U.S. Islamic Forum Raises Hope for the Future

Screen shot 2010-02-15 at 5.32.19 PM This year’s U.S.-Islamic World Forum, held Feb. 13-15 in Doha, Qatar, comes at sensitive time in U.S.-Muslim relations.

In a report for Religion News Service (RNS), journalist Omar Sacirbey wrote: “Following the attempted Christmas Day airliner bombing and other recent terror-related arrests, many Americans are increasingly worried about terrorism, and critics are accusing President Obama of being soft on Muslim extremists.”

He added that in the Muslim world, “many people are angry about the war in Afghanistan, U.S. drone attacks in Pakistan, the Israeli-Palestinian conflict, their own economic problems, and expect [President] Obama to deliver remedies faster than his administration may be able to.”

Now in its seventh year, the Forum has become the foremost meeting for positive cross-cultural engagement among leaders from the United States and the Muslim world—bringing together key leaders in the fields of politics, business, media, academia and civil society. It seeks to address the critical issues dividing the United States and the Muslim world by providing a unique platform for frank dialogue, learning and the development of positive partnerships between key leaders and opinion shapers from both sides.

American religious figures who attended this year’s conference said the sensitive state of U.S.-Islamic relations requires increased religious involvement in diplomacy.

Episcopal Bishop John Chane of Washington D.C., who has attended two previous forums, said: “When you have 1.5 billion Muslims, 2 billion Christians, and 13 million Jews, from an Abrahamic perspective, you have a lot of influence. Twentieth-century diplomacy has failed so far, and we have to recognize that you need religion in the mix.”

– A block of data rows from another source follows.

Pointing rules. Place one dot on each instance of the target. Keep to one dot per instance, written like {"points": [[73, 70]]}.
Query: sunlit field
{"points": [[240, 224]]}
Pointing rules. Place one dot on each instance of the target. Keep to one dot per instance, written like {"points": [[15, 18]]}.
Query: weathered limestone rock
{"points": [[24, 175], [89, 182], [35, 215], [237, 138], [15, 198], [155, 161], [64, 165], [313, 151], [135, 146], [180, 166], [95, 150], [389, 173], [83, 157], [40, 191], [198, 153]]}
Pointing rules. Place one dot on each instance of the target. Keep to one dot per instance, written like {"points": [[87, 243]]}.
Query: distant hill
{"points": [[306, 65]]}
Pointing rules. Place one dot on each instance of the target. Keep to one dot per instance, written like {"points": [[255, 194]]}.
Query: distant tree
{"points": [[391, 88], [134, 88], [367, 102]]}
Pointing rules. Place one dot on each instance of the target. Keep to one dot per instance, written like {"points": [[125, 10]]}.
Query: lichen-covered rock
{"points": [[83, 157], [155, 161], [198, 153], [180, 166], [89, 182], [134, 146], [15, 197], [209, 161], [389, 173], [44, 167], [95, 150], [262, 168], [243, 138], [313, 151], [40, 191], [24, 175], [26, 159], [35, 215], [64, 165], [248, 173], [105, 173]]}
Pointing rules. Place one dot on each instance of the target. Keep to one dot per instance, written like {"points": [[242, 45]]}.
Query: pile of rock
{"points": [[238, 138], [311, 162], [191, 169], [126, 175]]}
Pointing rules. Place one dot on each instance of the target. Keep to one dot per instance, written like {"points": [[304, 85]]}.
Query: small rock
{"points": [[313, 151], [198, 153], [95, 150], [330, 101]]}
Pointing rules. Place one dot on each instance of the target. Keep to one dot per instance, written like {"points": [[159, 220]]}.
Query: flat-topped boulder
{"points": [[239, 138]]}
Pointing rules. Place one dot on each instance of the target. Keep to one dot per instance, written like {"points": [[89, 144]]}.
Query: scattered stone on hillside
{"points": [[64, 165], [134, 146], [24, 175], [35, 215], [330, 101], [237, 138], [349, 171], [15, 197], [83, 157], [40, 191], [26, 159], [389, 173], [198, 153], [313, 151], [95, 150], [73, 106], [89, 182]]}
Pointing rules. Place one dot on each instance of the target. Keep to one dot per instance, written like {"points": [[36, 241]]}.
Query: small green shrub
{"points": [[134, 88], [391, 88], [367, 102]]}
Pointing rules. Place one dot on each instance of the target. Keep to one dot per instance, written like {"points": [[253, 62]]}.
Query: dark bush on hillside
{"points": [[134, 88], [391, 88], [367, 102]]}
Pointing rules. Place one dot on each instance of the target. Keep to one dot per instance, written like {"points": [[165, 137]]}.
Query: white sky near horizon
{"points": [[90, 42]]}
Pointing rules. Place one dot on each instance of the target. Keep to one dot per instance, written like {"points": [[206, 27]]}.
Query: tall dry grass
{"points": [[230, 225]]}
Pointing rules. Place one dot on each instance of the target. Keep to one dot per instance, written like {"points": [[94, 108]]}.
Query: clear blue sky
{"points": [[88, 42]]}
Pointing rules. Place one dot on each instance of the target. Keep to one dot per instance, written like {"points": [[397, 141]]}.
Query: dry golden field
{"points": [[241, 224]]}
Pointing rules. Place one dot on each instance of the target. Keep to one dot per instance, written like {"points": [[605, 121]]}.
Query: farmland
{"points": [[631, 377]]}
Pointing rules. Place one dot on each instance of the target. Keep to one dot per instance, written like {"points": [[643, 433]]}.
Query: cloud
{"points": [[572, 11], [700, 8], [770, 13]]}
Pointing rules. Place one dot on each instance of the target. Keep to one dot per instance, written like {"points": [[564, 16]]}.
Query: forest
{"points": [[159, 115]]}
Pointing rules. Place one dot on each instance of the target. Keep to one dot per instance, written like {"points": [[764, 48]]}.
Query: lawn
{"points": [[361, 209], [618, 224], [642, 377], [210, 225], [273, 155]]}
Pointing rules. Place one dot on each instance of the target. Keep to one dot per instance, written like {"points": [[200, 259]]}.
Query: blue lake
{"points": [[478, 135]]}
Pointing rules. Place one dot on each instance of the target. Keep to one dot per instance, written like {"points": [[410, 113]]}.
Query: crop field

Dr. Joel C. Hunter, who has attended three forums, agreed: “In the Muslim world ... their faith is a very integral part of their foreign policy. They want to hear secular and religious ideas.”

Despite current tensions, observers say U.S.-Islamic relations are improving under President Obama.

“A lot of the Islamic world is more anxious to engage because we have a president who wants to restart relations with Muslims,” Dr. Hunter explained. “We’ve gone from a defensive mode to a development and diplomatic mode.”

Al-Husein Madhany, a Muslim-American scholar and technology activist who convened a conference workshop on how to use new media to build grassroots organizations and civic institutions, added: “We have a moment in history where there’s been a promise made by the leader of the free world for a new beginning. There’s an excitement in people’s voices about America that I didn’t hear during the previous administration.”